1Glassdoor Study Finds Wide Worker Support for Closing Gender Pay Gap
2Nearly Everyone Wants Equal Pay
The Glassdoor study shows clearly that nearly everyone wants equal pay. In fact, 93 percent of U.S. adults say that women should make as much as men for similar work and experience. Surprisingly, 5 percent of women in the United States and Canada say that women should not be compensated equally for the same work and experience.
3Employees Don’t Seem to Find Fault With Their Employers
While most people agree that there is a gender pay gap, they think the issue exists outside their companies. Glassdoor found that 74 percent of respondents worldwide believe their employers offer equal pay. It’s worth noting, however, that women are far less likely than men to believe their employers offer equal pay for equal work.
4A Look at How U.S. Employees View Their Employers
When American men and women were asked if their employer offers equal pay for equal work, they were less likely than many of their counterparts in other countries to agree. In fact, 70 percent of Americans think that their employers are paying women fairly. That was notably lower than the Netherlands, where 83 percent of people believe their companies are fairly paying women for equal work.
5Men and Women Don’t Agree on Equal Pay
In the United States, men and women just can’t agree on equal pay. Glassdoor found that 78 percent of men believe their employers pay men and women equally, compared to just 60 percent of women. About a third of women say their employers are part of the wage gap issue, nearly doubling the number of men who said the same.
6Women Are More Concerned About Fair Pay
Women around the world are especially concerned with whether they receive fair compensation. About two-thirds of women in the United States say that they feel they’re fairly compensated for their jobs. One-third of female respondents say they should earn more. Men are more likely to believe they’re fairly compensated, with 73 percent saying they’re pleased with their compensation.
7Views on Pay Equality Don’t Vary According to Location
In every question Glassdoor asked, there’s a consistent tone—from the United States to Switzerland—among men and women. In general, men are less likely to see a gender pay gap issue at their employers and believe they’re fairly compensated. The percentage of women who see their compensation as unfair and believe a pay gap issue exists is strikingly consistent across the seven countries included in the study.
8Companies Can Learn a Thing or Two
The Glassdoor data includes some important factors companies could consider. In addition to offering equal pay, Glassdoor says companies should promote their fair-pay regulations. The study shows that 67 percent of U.S. employees will not apply for a job where they believe a pay gap exists between men and women. What’s more, 81 percent of women say they would definitely not apply for a job at an unfair workplace. That leaves a very small pool of qualified employees, if a company is believed not to offer fair pay to women.

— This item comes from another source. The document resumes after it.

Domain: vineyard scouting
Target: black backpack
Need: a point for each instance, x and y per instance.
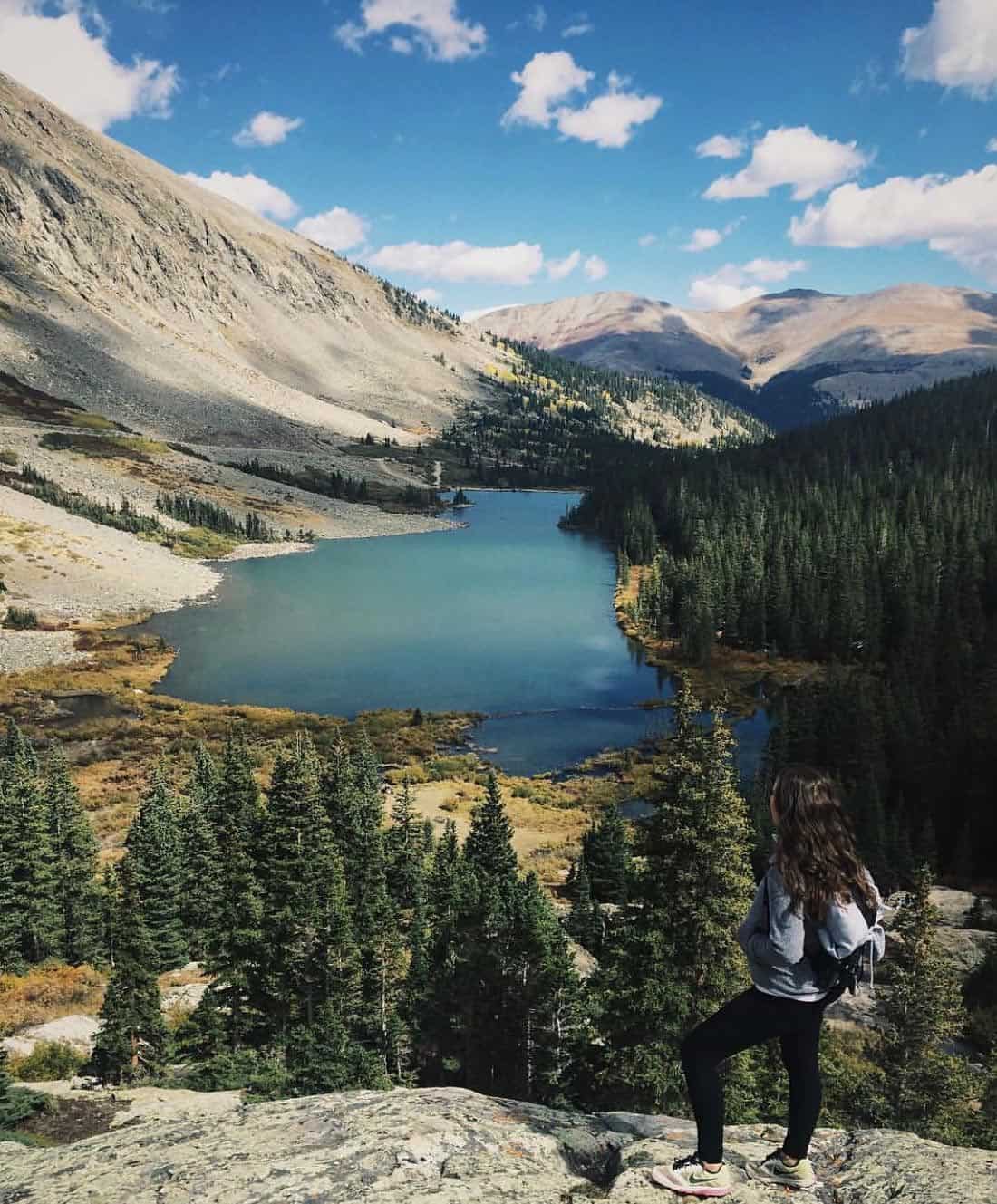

9There’s an Age Component Here
Age is also a factor in whether a person will apply for a job when he or she knows a wage gap exists. In general, older people are more willing to apply for a job than younger people. In the United States, for instance, 81 percent of people between the ages of 18 and 24 wouldn’t want to work for an unfair employer, compared to 63 percent of those over the age of 55 who said the same thing.
10Here’s How Companies Can Address the Issue
Solving the pay gap may not be easy, but employees believe companies must do their part. In the United States, 45 percent of employees want to see new company policies to ensure wage equality. One-third of Americans want greater clarity into how pay raises and bonuses are calculated, and another third say pay transparency for all positions is critical. One in five American women say that females should “demand pay raises more frequently” to improve the pay gap.
11Workers Support Government Action
Employees agree that the government may also play a role in addressing the issue of wage gaps. Glassdoor says that 39 percent of U.S. employees believe government legislation forcing companies to pay equally, regardless of gender, is critical to ultimately closing the wage gap. Just 11 percent of Americans believe protests would address the issue.